Our primary endpoint was 30-day death, whereas secondary endpoints included 1-year all-cause mortality and major perioperative complications. The latter included the following complications occurring before hospital discharge: stroke, myocardial infarction (MI), respiratory complication (pneumonia or reintubation), acute kidney injury (creatinine increase >0.5 mg/dL and/or dialysis requirement), mesenteric ischemia, lower extremity ischemia requiring operative intervention, and/or unplanned return to the operating room. Patients who died before discharge were excluded from length of stay calculations.

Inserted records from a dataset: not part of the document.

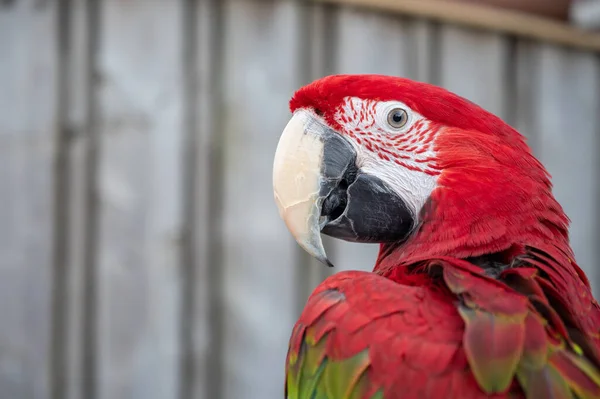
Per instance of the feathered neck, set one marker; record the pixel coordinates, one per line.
(492, 197)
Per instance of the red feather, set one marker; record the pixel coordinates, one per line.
(532, 329)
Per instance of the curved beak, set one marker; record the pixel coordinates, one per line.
(319, 188)
(297, 175)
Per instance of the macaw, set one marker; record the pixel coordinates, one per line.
(475, 292)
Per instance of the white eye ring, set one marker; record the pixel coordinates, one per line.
(397, 118)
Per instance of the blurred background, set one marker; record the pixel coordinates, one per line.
(141, 252)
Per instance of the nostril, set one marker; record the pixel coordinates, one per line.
(335, 203)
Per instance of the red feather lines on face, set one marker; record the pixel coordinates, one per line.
(410, 149)
(491, 195)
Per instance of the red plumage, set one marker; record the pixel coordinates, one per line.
(434, 322)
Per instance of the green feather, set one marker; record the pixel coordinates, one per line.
(311, 375)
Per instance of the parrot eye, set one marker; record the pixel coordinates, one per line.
(397, 118)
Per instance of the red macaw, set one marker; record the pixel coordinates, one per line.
(475, 292)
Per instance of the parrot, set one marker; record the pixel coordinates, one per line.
(475, 292)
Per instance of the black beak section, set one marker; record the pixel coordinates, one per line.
(319, 187)
(358, 207)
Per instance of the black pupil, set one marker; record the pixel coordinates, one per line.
(397, 117)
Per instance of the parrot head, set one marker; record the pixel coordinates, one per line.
(380, 159)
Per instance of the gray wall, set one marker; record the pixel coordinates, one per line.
(141, 253)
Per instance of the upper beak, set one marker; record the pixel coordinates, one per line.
(319, 188)
(302, 179)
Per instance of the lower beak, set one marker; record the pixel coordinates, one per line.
(304, 177)
(319, 189)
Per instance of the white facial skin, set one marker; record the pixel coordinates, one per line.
(400, 154)
(391, 141)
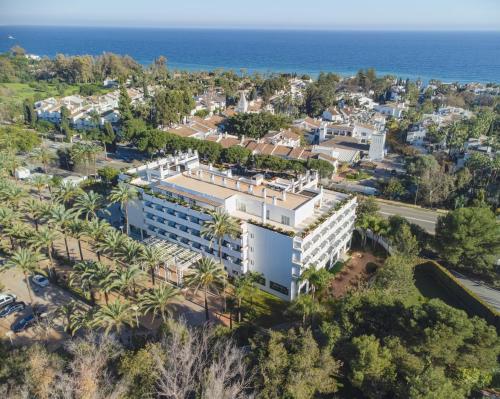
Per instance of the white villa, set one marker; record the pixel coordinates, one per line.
(286, 225)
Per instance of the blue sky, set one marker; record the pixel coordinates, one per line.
(311, 14)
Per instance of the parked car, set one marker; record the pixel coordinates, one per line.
(12, 308)
(23, 324)
(6, 299)
(40, 280)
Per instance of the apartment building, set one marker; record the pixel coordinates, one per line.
(286, 225)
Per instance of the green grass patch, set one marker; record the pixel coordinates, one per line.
(265, 310)
(16, 93)
(337, 267)
(430, 288)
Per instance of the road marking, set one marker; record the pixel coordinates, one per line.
(408, 217)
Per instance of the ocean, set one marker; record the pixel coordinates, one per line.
(448, 56)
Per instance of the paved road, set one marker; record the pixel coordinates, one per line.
(487, 294)
(424, 218)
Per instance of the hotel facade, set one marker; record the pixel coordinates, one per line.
(286, 225)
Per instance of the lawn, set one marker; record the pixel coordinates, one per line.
(431, 288)
(265, 310)
(16, 93)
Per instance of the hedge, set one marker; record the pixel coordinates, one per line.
(474, 305)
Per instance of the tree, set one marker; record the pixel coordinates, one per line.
(97, 230)
(469, 238)
(207, 275)
(62, 217)
(152, 257)
(27, 261)
(124, 106)
(317, 279)
(394, 188)
(44, 156)
(371, 367)
(45, 238)
(123, 194)
(158, 300)
(76, 229)
(114, 317)
(396, 277)
(220, 225)
(89, 203)
(126, 280)
(292, 365)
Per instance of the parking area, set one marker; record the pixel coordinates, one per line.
(47, 300)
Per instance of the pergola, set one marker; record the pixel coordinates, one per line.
(175, 258)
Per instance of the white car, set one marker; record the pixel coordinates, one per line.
(40, 280)
(6, 299)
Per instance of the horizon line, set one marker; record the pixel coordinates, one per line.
(262, 28)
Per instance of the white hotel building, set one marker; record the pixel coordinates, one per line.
(286, 225)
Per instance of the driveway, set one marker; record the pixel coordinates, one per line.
(49, 299)
(489, 295)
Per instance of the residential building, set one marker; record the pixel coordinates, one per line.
(286, 225)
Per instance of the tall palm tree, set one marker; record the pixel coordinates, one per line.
(123, 194)
(97, 229)
(208, 274)
(40, 182)
(76, 229)
(152, 257)
(130, 252)
(112, 243)
(45, 156)
(66, 192)
(87, 275)
(89, 203)
(219, 226)
(44, 238)
(17, 232)
(317, 278)
(27, 261)
(61, 217)
(114, 317)
(158, 300)
(126, 280)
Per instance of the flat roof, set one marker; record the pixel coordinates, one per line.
(217, 189)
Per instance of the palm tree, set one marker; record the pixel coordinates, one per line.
(158, 300)
(27, 261)
(130, 252)
(40, 182)
(152, 257)
(112, 243)
(87, 275)
(17, 232)
(61, 217)
(207, 275)
(67, 311)
(305, 305)
(89, 203)
(317, 278)
(221, 225)
(97, 230)
(76, 229)
(244, 286)
(45, 238)
(127, 279)
(67, 192)
(123, 194)
(114, 317)
(45, 156)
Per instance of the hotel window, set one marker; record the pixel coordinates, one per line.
(278, 287)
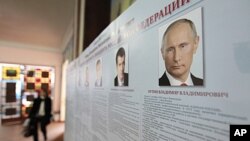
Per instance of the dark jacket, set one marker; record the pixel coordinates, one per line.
(36, 105)
(125, 80)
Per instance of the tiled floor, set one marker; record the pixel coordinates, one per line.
(14, 132)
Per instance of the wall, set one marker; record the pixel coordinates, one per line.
(42, 57)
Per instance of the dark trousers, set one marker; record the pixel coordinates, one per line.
(43, 123)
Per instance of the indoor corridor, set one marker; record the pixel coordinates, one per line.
(13, 132)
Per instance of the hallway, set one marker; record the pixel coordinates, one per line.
(14, 132)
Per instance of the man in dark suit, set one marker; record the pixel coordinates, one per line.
(41, 113)
(179, 44)
(122, 78)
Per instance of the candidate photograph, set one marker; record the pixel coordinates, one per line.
(121, 78)
(179, 45)
(98, 69)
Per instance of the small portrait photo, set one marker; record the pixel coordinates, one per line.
(98, 70)
(181, 51)
(121, 66)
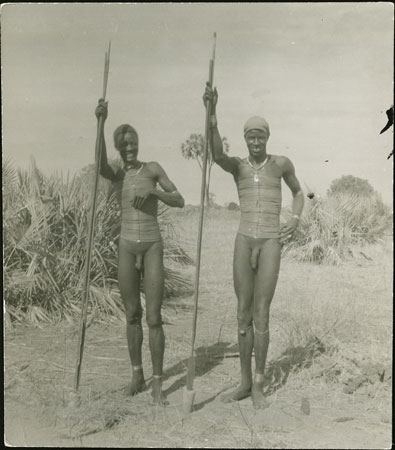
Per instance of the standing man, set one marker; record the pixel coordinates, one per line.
(140, 244)
(258, 242)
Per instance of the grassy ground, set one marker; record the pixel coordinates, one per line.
(328, 376)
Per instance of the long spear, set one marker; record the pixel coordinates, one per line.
(189, 393)
(85, 291)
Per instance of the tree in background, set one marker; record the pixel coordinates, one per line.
(348, 184)
(193, 148)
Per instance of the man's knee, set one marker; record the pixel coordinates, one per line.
(261, 326)
(244, 322)
(154, 320)
(133, 316)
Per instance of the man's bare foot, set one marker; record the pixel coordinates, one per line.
(158, 396)
(258, 399)
(137, 384)
(236, 395)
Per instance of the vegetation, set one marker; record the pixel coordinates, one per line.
(348, 184)
(193, 148)
(329, 228)
(44, 247)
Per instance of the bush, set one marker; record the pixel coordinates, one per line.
(328, 228)
(45, 222)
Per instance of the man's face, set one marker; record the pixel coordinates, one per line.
(256, 142)
(129, 147)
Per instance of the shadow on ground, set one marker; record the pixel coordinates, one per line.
(291, 360)
(277, 371)
(205, 360)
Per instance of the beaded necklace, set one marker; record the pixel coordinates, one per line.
(256, 169)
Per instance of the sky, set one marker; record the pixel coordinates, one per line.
(320, 73)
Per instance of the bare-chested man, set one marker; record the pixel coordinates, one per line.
(140, 243)
(257, 250)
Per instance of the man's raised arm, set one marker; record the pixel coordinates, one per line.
(105, 169)
(215, 141)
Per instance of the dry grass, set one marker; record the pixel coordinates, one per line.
(331, 335)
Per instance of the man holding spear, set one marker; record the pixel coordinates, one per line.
(140, 244)
(258, 242)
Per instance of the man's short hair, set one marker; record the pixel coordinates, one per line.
(119, 134)
(256, 123)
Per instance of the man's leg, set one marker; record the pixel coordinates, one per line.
(243, 278)
(265, 285)
(153, 288)
(129, 286)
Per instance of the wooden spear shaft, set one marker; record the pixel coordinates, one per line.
(88, 260)
(191, 361)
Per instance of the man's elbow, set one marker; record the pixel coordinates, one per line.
(217, 158)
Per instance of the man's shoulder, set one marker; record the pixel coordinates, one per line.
(153, 166)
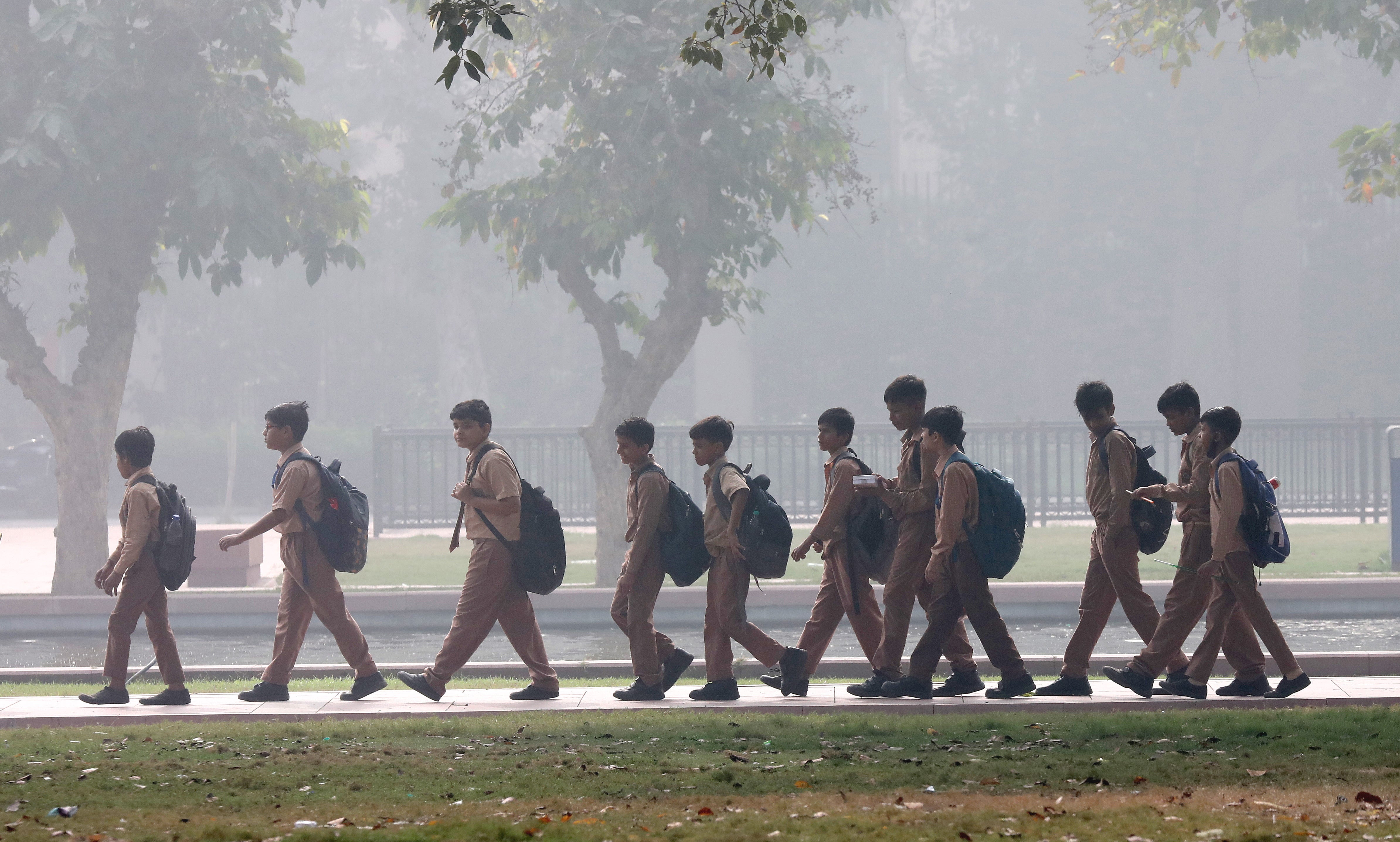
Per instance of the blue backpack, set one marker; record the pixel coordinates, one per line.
(1259, 522)
(1002, 520)
(684, 554)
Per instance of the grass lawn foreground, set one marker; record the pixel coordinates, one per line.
(1171, 777)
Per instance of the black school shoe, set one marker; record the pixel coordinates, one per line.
(363, 687)
(1134, 681)
(1066, 686)
(919, 688)
(1184, 687)
(724, 690)
(674, 668)
(640, 693)
(1161, 686)
(1015, 687)
(794, 672)
(535, 693)
(870, 688)
(961, 684)
(167, 697)
(1289, 687)
(421, 683)
(265, 691)
(108, 695)
(1259, 687)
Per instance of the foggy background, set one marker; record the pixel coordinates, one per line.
(1032, 232)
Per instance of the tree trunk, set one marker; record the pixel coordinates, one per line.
(82, 417)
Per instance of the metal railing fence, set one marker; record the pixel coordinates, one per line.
(1328, 467)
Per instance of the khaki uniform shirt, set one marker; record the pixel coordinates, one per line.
(496, 477)
(1192, 490)
(1227, 505)
(958, 506)
(646, 509)
(300, 481)
(716, 526)
(1107, 491)
(140, 524)
(840, 494)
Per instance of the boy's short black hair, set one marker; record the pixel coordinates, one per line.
(136, 445)
(1093, 395)
(293, 414)
(947, 422)
(715, 429)
(839, 420)
(474, 410)
(1224, 421)
(906, 389)
(1179, 397)
(639, 431)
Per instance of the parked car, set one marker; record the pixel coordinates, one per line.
(27, 481)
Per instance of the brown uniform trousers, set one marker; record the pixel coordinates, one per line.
(310, 586)
(490, 596)
(961, 589)
(727, 618)
(905, 585)
(1185, 605)
(633, 606)
(1238, 589)
(835, 599)
(142, 593)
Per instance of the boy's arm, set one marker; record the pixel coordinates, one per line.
(1231, 506)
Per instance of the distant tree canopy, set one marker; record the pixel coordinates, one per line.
(632, 145)
(1175, 31)
(147, 127)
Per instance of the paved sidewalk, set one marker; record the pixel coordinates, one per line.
(17, 712)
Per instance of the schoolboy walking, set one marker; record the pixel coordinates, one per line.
(1233, 568)
(489, 516)
(843, 590)
(309, 582)
(132, 569)
(910, 499)
(1190, 590)
(727, 590)
(1114, 548)
(656, 661)
(958, 582)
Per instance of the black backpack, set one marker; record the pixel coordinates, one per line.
(1151, 519)
(540, 557)
(765, 533)
(871, 532)
(344, 530)
(684, 554)
(174, 546)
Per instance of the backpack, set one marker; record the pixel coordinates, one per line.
(344, 530)
(1260, 522)
(1151, 519)
(174, 546)
(684, 554)
(871, 532)
(1002, 519)
(765, 533)
(540, 558)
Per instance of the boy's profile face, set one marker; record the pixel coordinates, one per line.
(1100, 421)
(470, 434)
(706, 452)
(1181, 421)
(903, 415)
(631, 453)
(278, 438)
(829, 440)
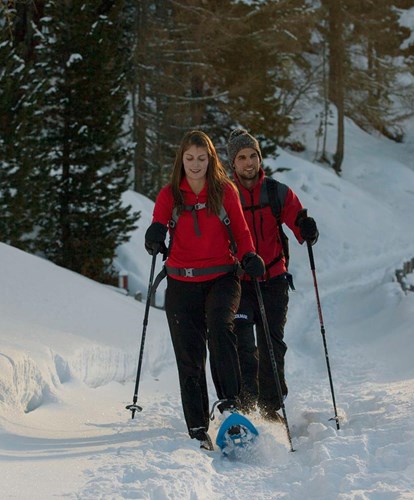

Time-delay Subgroup Analysis

Time-delay cohorts were created using the 90-minute benchmark.[9] Patients were stratified by those who were treated within 90 minutes of admission versus those treated outside of this time frame. Patients who ruptured after admission or who were missing one or more temporal data point were excluded from this subanalysis.

Statistical Analysis

Statistical analysis was performed with Stata/SE 15 software (StataCorp LLC, College Station, TX). Dichotomous variables are described as a percentage of the cohort. Continuous variables are expressed as median [interquartile range (IQR)]. Univariate analysis was performed to compare baseline clinical, operative, and demographic features and postoperative complications between sex cohorts. For each comparison, the chi-square test was used for discrete variables and the nonparametric equality of median test for continuous variables. Significant factors in univariate analysis were included in a logistic regression model to determine independent predictors of 30-day mortality. Subsequent goodness-of-fit (Hosmer–Lemeshow lack of fit) tests were performed and area under receiver-operating characteristic (ROC) curve calculated. The overall cohort models adjusted for open surgical repair, age, race, obesity, current smoking, coronary artery disease (CAD), congestive heart failure (CHF), prior aortic surgery, facility transfer, and maximal aortic diameter. The OSR-specific models adjusted for age, obesity, current smoking, CAD, CHF, and iliac aneurysmal disease. The EVAR-specific models adjusted for age, ESRD, obesity, current smoking, chronic obstructive pulmonary disease (COPD), and maximal aortic diameter. For all models, age was treated as a categorical variable and patients were stratified into 3 age groups: <60, 60 to 79, and ≥ 80. Survival was calculated using Kaplan–Meier life tables. Cox proportional hazards models were created to identify multivariate predictors of survival. A P value of ≤.05 was considered statistically significant.